Oireachtas Joint and Select Committees
Tuesday, 11 October 2022
Joint Oireachtas Committee on Justice, Defence and Equality
European Council Rule of Law Report 2022 and Rule of Law Situation in Ireland: Engagement with Ms Vra Jourová
Ms Vra Jourov?:
I will answer now and then the Senator can tell me what is missing.
The Senator asked about political advertising in respect of activism or NGOs, if I may simplify the question in that way. We had a really big headache when working on this regulation. There were four things we had to decide how to formulate. One was time and whether to cover the whole time or to accept the fact that there is now permanent political campaigning. The experts in marketing, political marketing especially, tell us to forget about covering only some campaign time or three weeks before elections. The campaign is permanent. We agreed and we do not define any special rules for the time before elections.
The second thing was the microtargeting. I have spoken about that. There was a big discussion between "let us not touch it" and "let us ban everything". Now among the voices from the European Parliament are those who would like to go farther.
The Senator asked about civil society organisations. We scrutinised very well what the reality looks like and found that in every member state there are civil society organisations which try to influence electoral preferences. It is legitimate, so we said it was okay and that we would not narrow the space for such organisations. We just want full transparency. When an NGO runs a political programme with the aim of influencing elections, we want such actors to be transparent about who pays for that, how much and in which elections. They are the parameters for transparency. That is it. We are not banning or shutting down anything. I expected very assertive or negative reactions from the side of civil society, but when they read through the text and found out that the only thing we require is transparency, they welcomed that. This legislation is still a work in progress, however, so we might see some changes proposed from the side of the member states. It is, however, already at an advanced stage, and the Commission, represented by me, will insist that we propose something which is balanced and which seeks to increase the transparency of advertising.

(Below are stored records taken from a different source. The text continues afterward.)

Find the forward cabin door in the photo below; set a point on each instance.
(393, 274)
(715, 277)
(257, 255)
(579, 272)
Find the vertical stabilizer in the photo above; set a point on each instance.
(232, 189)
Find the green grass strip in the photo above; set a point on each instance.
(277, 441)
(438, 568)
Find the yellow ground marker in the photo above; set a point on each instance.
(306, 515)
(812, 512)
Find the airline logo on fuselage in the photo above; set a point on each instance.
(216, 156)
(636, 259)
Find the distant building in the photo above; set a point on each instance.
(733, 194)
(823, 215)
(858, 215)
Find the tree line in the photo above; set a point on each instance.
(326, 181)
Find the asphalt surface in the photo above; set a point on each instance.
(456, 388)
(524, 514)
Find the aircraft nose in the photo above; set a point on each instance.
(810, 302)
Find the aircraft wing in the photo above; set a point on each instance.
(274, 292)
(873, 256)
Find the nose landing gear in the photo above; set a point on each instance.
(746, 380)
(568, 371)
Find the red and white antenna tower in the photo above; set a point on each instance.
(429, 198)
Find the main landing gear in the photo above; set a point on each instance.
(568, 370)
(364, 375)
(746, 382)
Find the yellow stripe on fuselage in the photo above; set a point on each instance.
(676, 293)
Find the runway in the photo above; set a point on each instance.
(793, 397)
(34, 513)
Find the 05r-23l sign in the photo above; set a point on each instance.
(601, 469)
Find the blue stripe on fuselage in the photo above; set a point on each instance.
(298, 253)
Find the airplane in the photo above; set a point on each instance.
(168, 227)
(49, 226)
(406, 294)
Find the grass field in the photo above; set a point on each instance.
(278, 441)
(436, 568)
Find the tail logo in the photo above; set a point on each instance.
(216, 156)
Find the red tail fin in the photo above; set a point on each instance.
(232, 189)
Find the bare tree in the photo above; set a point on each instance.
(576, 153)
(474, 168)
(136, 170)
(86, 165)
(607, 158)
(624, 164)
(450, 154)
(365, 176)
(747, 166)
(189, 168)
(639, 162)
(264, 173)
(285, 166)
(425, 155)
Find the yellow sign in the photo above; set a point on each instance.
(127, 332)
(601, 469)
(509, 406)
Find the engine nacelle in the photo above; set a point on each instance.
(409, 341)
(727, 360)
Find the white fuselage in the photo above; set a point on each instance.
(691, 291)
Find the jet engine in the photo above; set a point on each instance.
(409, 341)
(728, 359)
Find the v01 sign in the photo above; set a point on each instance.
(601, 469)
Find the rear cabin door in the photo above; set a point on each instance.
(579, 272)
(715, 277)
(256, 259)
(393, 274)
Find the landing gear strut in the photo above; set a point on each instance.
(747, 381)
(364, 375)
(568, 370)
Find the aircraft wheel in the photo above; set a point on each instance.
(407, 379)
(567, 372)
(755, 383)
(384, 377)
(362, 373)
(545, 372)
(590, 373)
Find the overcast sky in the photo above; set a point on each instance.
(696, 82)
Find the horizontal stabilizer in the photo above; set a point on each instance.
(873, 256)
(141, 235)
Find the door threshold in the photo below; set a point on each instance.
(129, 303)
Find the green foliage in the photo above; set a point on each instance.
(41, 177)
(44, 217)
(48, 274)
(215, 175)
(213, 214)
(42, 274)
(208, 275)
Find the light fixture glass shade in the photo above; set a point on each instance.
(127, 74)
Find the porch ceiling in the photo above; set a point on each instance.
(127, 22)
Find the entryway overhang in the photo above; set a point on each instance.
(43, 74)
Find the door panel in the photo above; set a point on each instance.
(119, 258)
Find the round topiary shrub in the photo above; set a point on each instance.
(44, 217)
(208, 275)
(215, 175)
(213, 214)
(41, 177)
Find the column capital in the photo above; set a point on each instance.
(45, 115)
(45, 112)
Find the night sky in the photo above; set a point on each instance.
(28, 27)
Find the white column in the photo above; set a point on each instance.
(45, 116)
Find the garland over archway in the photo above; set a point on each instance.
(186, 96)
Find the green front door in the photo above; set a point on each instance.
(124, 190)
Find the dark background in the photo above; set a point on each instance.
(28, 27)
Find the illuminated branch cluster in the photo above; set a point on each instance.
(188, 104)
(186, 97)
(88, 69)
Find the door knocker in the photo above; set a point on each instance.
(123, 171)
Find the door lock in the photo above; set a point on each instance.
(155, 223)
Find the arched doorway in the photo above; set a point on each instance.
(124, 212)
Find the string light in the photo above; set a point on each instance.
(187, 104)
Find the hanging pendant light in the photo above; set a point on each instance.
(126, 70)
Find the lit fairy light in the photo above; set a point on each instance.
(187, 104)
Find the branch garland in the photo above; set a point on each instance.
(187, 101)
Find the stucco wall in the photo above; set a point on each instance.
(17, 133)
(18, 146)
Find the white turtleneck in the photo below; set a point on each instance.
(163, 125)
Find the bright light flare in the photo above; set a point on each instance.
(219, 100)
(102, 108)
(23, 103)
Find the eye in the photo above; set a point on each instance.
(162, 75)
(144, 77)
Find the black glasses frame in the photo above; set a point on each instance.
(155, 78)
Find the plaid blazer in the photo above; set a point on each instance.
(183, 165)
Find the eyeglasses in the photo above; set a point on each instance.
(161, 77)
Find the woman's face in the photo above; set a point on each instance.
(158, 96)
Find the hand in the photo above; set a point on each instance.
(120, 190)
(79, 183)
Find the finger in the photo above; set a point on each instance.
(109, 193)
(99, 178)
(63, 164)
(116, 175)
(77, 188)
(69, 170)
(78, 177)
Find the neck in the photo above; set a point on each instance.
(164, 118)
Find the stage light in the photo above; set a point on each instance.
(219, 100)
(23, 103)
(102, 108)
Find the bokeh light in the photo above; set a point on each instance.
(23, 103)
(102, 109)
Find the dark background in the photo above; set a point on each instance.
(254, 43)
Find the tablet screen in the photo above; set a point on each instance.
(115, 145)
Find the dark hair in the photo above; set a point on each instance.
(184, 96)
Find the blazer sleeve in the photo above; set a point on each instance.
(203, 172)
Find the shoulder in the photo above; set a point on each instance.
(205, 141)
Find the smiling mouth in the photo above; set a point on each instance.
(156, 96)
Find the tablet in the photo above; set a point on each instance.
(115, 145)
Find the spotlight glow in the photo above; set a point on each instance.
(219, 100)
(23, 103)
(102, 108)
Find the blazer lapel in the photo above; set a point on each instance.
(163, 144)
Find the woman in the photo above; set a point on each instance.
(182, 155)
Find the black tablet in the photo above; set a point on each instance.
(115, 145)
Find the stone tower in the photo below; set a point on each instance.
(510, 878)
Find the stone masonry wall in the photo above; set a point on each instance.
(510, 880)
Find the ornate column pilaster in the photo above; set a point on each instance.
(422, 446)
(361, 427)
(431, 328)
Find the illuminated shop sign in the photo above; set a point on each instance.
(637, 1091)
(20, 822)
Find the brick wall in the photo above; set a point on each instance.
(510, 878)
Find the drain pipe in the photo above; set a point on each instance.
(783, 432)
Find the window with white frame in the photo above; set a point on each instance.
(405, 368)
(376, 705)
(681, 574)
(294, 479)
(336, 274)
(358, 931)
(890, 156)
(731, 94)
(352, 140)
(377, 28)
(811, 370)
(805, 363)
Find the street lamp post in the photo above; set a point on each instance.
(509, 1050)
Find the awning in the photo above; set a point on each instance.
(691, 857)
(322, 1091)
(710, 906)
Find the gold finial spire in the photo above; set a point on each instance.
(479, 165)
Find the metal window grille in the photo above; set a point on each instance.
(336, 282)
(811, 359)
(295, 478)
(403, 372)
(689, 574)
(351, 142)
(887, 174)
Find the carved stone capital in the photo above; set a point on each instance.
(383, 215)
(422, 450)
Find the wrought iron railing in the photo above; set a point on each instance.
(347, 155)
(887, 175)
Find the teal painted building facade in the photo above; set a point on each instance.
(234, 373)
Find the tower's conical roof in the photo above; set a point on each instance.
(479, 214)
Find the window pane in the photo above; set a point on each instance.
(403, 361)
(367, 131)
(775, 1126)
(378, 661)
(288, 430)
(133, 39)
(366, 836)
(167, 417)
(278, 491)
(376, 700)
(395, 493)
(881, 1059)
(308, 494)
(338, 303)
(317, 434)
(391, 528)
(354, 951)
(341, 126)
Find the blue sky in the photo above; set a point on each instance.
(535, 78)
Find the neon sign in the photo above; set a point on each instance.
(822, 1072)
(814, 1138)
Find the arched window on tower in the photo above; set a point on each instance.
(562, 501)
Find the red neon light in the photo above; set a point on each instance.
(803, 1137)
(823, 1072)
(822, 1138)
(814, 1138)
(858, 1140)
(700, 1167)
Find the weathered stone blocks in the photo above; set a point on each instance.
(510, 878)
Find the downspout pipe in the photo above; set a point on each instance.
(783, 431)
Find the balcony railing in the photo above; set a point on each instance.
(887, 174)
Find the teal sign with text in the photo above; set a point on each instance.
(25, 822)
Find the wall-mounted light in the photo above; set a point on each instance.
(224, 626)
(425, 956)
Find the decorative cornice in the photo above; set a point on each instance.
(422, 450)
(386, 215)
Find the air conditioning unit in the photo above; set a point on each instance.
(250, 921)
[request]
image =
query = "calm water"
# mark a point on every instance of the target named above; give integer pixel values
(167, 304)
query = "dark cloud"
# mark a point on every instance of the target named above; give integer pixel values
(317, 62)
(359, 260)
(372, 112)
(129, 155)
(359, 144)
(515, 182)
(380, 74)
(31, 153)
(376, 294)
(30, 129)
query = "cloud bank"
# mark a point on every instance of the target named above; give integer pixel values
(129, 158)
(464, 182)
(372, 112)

Coming to the Senator's second point about the legal obstacles, we have seen over years the trend of shrinking space for civil society. It can be a somewhat slow process, even an unintended one or one caused by financial pressure, or it can be intentional in that the leaders of the state are not comfortable with the people, the activists, the representatives of the NGOs. I will not name and shame, but members can use their imagination. There are ways to intentionally shrink further that space, including by legal obstacles, as was the case in Hungary, which we put to the European Court of Justice, which in turn has already given the decision that Hungary should change the laws which impose obligations on civil society organisations, obligations which have led to a very difficult existence and functioning for such organisations in Hungary. ECJ rulings have the power of precedent, yes?